Los sistemas de control pueden aportar ahorros adicionales, pero deben aplicarse con criterio. La regulación horaria es útil en áreas de menor tránsito durante la madrugada. Los sensores pueden funcionar en aparcamientos o zonas auxiliares, siempre que no generen encendidos tardíos ni reduzcan la sensación de seguridad. En la zona de repostaje, la iluminación debe mantener una respuesta inmediata y fiable durante todo el horario de operación.

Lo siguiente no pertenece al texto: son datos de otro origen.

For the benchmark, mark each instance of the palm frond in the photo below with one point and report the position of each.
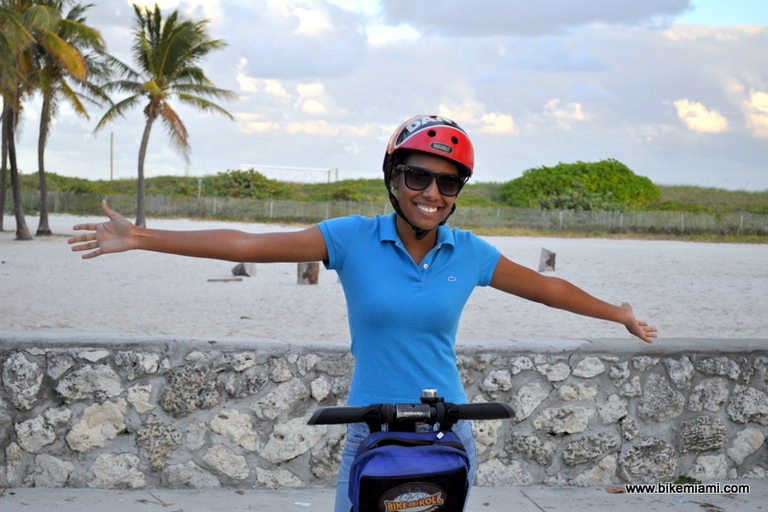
(117, 110)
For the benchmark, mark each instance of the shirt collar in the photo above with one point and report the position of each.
(388, 231)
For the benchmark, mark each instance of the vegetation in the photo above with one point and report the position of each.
(168, 52)
(40, 51)
(604, 185)
(672, 197)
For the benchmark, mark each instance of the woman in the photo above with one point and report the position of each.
(406, 276)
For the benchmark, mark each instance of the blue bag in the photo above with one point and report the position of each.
(410, 472)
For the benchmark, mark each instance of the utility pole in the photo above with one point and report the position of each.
(111, 155)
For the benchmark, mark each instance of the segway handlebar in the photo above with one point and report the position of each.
(431, 412)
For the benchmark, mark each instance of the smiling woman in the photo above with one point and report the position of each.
(406, 276)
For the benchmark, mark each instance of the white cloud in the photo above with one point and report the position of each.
(697, 118)
(321, 127)
(565, 115)
(312, 22)
(313, 100)
(381, 35)
(473, 114)
(254, 123)
(756, 111)
(500, 124)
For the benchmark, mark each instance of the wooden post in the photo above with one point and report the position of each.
(547, 261)
(307, 273)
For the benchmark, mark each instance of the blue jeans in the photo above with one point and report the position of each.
(357, 432)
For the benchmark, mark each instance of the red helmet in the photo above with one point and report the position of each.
(432, 134)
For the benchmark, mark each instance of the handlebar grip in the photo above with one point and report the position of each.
(485, 411)
(337, 415)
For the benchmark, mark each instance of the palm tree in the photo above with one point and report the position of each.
(167, 52)
(14, 37)
(26, 25)
(52, 79)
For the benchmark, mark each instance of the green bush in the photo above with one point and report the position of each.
(248, 184)
(604, 185)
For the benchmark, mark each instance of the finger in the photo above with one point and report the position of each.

Ejecución, mantenimiento y continuidad operativa
Una buena especificación pierde valor si la instalación se ejecuta sin coordinación. Antes de intervenir, deben revisarse circuitos existentes, cuadros eléctricos, protecciones, puesta a tierra, canalizaciones, alturas disponibles y accesos para mantenimiento. En reformas, también es necesario planificar fases de trabajo que minimicen la interrupción del servicio y mantengan seguros los itinerarios de clientes.
Tras la puesta en marcha, la medición en campo permite comprobar que el resultado responde al proyecto. Deben verificarse niveles, orientación de luminarias, posibles reflejos, funcionamiento de controles y uniformidad en las áreas críticas. Esta validación es especialmente relevante cuando la estación presenta geometrías complejas o mezcla equipos nuevos con infraestructura existente.
El mantenimiento preventivo debe incluir limpieza de ópticas, revisión de fijaciones, inspección de sellados y comprobación de protecciones eléctricas. Esperar a que una zona quede visiblemente oscura suele encarecer la corrección y afecta a la percepción del establecimiento.
Para promotores, operadores y contratistas, la decisión más segura es convertir la iluminación en una fase de ingeniería del proyecto, no en una compra final de equipos. Un estudio Dialux, luminarias LED especificadas para el entorno y una ejecución coordinada permiten que cada lux instalado tenga una función concreta: guiar, proteger y mantener la estación operativa noche tras noche.